Why wrap @ 80?

Taavi Burns taavi-LbuTpDkqzNzXI80/IeQp7B2eb7JE58TQ at public.gmane.org
Sat Apr 24 06:35:10 UTC 2004


On Fri, Apr 23, 2004 at 06:00:09PM -0400, gabriel wrote:
> sorry to rain on everyone's history less (as interesting as it is... i had no 
> idea this issue went so far back)  i have to ask.  when then are we going to 
> abandon this very, very old obsolete standard?  i understand that there's 
> still a great many users on this list and elsewhere using mutt and pine etc. 
> but why don't those programs compensate for 80+ character lines?  wouldn't 
> this help the rest of us get out of this nearly century-old restriction?

Do realise that even if the sender does not wrap to 66 characters,
your mail client _should_.  Why?  Because it's easier to read.
With more than about 66 characters to a line, your eyes start to
have trouble flipping from one side of the paragraph to the other.
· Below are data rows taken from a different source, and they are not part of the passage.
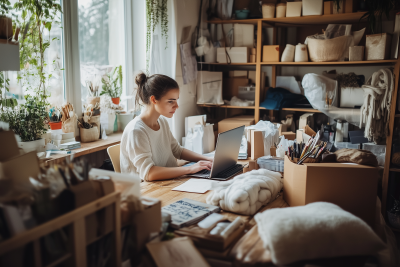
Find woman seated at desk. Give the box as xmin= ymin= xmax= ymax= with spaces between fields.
xmin=120 ymin=73 xmax=212 ymax=181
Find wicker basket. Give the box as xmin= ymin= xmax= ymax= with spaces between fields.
xmin=307 ymin=35 xmax=348 ymax=62
xmin=0 ymin=16 xmax=13 ymax=40
xmin=276 ymin=3 xmax=286 ymax=18
xmin=80 ymin=126 xmax=99 ymax=143
xmin=262 ymin=3 xmax=275 ymax=18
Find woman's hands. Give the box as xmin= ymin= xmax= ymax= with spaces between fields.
xmin=188 ymin=160 xmax=213 ymax=174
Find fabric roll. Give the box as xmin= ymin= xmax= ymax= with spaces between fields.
xmin=281 ymin=44 xmax=295 ymax=62
xmin=295 ymin=43 xmax=308 ymax=62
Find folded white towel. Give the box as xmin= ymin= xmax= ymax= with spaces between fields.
xmin=206 ymin=169 xmax=282 ymax=215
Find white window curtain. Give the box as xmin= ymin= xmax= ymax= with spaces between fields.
xmin=148 ymin=0 xmax=177 ymax=135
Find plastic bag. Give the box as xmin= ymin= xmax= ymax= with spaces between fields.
xmin=302 ymin=73 xmax=361 ymax=125
xmin=184 ymin=124 xmax=215 ymax=154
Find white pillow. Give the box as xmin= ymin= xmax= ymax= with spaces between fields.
xmin=255 ymin=202 xmax=386 ymax=265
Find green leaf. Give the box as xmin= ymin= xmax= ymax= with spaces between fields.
xmin=45 ymin=21 xmax=51 ymax=31
xmin=22 ymin=10 xmax=27 ymax=19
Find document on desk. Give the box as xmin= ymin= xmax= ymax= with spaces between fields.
xmin=172 ymin=179 xmax=219 ymax=194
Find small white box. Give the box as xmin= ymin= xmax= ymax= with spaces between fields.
xmin=217 ymin=47 xmax=249 ymax=63
xmin=302 ymin=0 xmax=323 ymax=16
xmin=286 ymin=2 xmax=302 ymax=17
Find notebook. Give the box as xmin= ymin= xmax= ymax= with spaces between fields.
xmin=162 ymin=198 xmax=220 ymax=229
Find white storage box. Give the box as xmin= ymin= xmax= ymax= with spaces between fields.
xmin=196 ymin=71 xmax=224 ymax=105
xmin=366 ymin=33 xmax=393 ymax=60
xmin=217 ymin=47 xmax=249 ymax=63
xmin=238 ymin=86 xmax=256 ymax=101
xmin=286 ymin=2 xmax=302 ymax=17
xmin=302 ymin=0 xmax=323 ymax=16
xmin=334 ymin=142 xmax=360 ymax=150
xmin=340 ymin=87 xmax=364 ymax=108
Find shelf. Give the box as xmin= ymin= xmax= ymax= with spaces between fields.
xmin=261 ymin=60 xmax=398 ymax=66
xmin=198 ymin=60 xmax=397 ymax=66
xmin=281 ymin=108 xmax=322 ymax=113
xmin=389 ymin=168 xmax=400 ymax=172
xmin=208 ymin=12 xmax=368 ymax=26
xmin=45 ymin=253 xmax=72 ymax=267
xmin=198 ymin=104 xmax=256 ymax=109
xmin=198 ymin=62 xmax=256 ymax=66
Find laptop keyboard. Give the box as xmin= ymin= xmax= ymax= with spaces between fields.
xmin=194 ymin=164 xmax=244 ymax=179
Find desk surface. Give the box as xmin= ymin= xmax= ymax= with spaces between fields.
xmin=141 ymin=159 xmax=288 ymax=228
xmin=42 ymin=132 xmax=123 ymax=165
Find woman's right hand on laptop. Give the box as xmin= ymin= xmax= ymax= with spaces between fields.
xmin=188 ymin=160 xmax=212 ymax=174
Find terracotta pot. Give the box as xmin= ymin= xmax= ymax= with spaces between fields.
xmin=112 ymin=97 xmax=120 ymax=105
xmin=0 ymin=16 xmax=13 ymax=40
xmin=49 ymin=121 xmax=63 ymax=130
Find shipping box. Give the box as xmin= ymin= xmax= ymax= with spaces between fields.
xmin=223 ymin=77 xmax=249 ymax=100
xmin=218 ymin=116 xmax=254 ymax=134
xmin=262 ymin=45 xmax=282 ymax=62
xmin=283 ymin=156 xmax=378 ymax=226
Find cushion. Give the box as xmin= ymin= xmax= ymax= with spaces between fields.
xmin=254 ymin=202 xmax=386 ymax=265
xmin=335 ymin=148 xmax=378 ymax=167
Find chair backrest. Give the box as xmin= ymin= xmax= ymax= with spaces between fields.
xmin=107 ymin=144 xmax=121 ymax=173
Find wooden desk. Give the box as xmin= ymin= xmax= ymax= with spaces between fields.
xmin=141 ymin=159 xmax=288 ymax=228
xmin=42 ymin=132 xmax=123 ymax=165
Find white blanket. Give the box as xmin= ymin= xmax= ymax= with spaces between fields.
xmin=206 ymin=169 xmax=282 ymax=215
xmin=255 ymin=202 xmax=386 ymax=265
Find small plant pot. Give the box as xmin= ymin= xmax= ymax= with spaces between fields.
xmin=49 ymin=121 xmax=63 ymax=130
xmin=18 ymin=138 xmax=45 ymax=153
xmin=111 ymin=97 xmax=120 ymax=105
xmin=387 ymin=211 xmax=400 ymax=229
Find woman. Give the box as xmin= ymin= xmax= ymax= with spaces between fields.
xmin=120 ymin=73 xmax=213 ymax=181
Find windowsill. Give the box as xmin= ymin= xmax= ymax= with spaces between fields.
xmin=42 ymin=132 xmax=123 ymax=165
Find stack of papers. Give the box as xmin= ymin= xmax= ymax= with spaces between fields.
xmin=162 ymin=198 xmax=220 ymax=229
xmin=59 ymin=141 xmax=81 ymax=150
xmin=172 ymin=178 xmax=218 ymax=194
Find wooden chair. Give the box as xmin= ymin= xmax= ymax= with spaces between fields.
xmin=107 ymin=144 xmax=121 ymax=173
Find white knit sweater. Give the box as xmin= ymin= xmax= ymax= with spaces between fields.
xmin=120 ymin=116 xmax=184 ymax=181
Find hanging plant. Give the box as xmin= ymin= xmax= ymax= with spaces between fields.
xmin=146 ymin=0 xmax=168 ymax=73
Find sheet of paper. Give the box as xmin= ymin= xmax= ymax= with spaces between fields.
xmin=172 ymin=179 xmax=214 ymax=194
xmin=179 ymin=42 xmax=197 ymax=84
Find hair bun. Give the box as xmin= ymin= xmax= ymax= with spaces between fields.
xmin=135 ymin=72 xmax=147 ymax=88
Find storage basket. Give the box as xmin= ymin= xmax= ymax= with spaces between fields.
xmin=262 ymin=3 xmax=275 ymax=18
xmin=86 ymin=96 xmax=100 ymax=106
xmin=307 ymin=35 xmax=348 ymax=62
xmin=276 ymin=3 xmax=286 ymax=18
xmin=80 ymin=127 xmax=99 ymax=143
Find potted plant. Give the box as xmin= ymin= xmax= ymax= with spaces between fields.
xmin=100 ymin=65 xmax=123 ymax=105
xmin=1 ymin=95 xmax=48 ymax=152
xmin=0 ymin=0 xmax=62 ymax=151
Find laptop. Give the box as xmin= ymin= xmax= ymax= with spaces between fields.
xmin=187 ymin=125 xmax=245 ymax=180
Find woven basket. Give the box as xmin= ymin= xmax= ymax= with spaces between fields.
xmin=80 ymin=127 xmax=99 ymax=143
xmin=307 ymin=35 xmax=348 ymax=62
xmin=262 ymin=3 xmax=275 ymax=18
xmin=276 ymin=3 xmax=286 ymax=18
xmin=0 ymin=16 xmax=13 ymax=40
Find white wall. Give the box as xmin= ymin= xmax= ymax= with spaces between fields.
xmin=173 ymin=0 xmax=203 ymax=143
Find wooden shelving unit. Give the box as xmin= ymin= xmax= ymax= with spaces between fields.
xmin=201 ymin=12 xmax=397 ymax=123
xmin=0 ymin=192 xmax=121 ymax=267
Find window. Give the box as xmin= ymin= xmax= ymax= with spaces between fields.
xmin=78 ymin=0 xmax=126 ymax=108
xmin=6 ymin=0 xmax=65 ymax=107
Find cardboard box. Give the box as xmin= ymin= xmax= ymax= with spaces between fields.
xmin=251 ymin=130 xmax=264 ymax=160
xmin=229 ymin=71 xmax=247 ymax=78
xmin=217 ymin=47 xmax=249 ymax=63
xmin=218 ymin=116 xmax=255 ymax=134
xmin=0 ymin=151 xmax=40 ymax=185
xmin=262 ymin=45 xmax=281 ymax=62
xmin=323 ymin=1 xmax=333 ymax=14
xmin=282 ymin=132 xmax=296 ymax=140
xmin=132 ymin=197 xmax=162 ymax=252
xmin=223 ymin=77 xmax=249 ymax=100
xmin=286 ymin=1 xmax=302 ymax=17
xmin=283 ymin=156 xmax=378 ymax=226
xmin=0 ymin=131 xmax=20 ymax=162
xmin=302 ymin=0 xmax=323 ymax=16
xmin=250 ymin=54 xmax=256 ymax=63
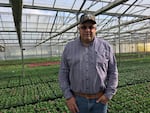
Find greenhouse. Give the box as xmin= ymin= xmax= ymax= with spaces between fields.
xmin=0 ymin=0 xmax=150 ymax=112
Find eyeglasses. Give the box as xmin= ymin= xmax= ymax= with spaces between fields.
xmin=80 ymin=26 xmax=96 ymax=30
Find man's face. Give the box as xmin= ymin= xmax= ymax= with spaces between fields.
xmin=79 ymin=22 xmax=96 ymax=44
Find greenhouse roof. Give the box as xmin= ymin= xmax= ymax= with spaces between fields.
xmin=0 ymin=0 xmax=150 ymax=49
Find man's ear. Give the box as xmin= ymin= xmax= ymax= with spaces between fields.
xmin=77 ymin=25 xmax=80 ymax=30
xmin=77 ymin=25 xmax=80 ymax=32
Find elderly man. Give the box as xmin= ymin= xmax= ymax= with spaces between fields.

As an experiment, go grab your favourite paperback from the shelf.
Pick a random line.  Count the number of characters in it.  :)
About the only professional publications that you'll find that use fewer
than approximately 66 characters are newspapers or textbooks
written in double-colum format; those documents would have _fewer_
than 66 characters per line.  Newspapers and magazines are written
in such narrow columns to facilitate speedreading.  A good skimmer
actually reads such columns in chunks of three lines or so.
Disturbing, eh?  ;)

So should linewrapping be done at the sending end or at the
receiveing end?  Probably at the receiving end.  It's just that
inline replies get very ugly.  Mail should really move to an XML
format that defines reply levels programattically...though
autoincrementing them might be a bit of a pain, it'd still be
better and allow for each client to display things as the user
prefers.  I'm sure that the > marks really mess with
text-to-speech synthesisers.

(of course they text-to-speech bits work fine, but that's why
blind people pay disgustingly large sums of money for these
programs with attempt to deal with the morass of random data
spewed forth from a plethora of disjointed sources)

My, I'm really getting my rant on today...

-- 
taa

   Indeed, the adolescents and adults responsible for community
   and predatory violence likely developed the emotional,
   behavioral, cognitive and physiological characteristics
   which mediate these violent behaviors as a result of
   intrafamilial violence during childhood.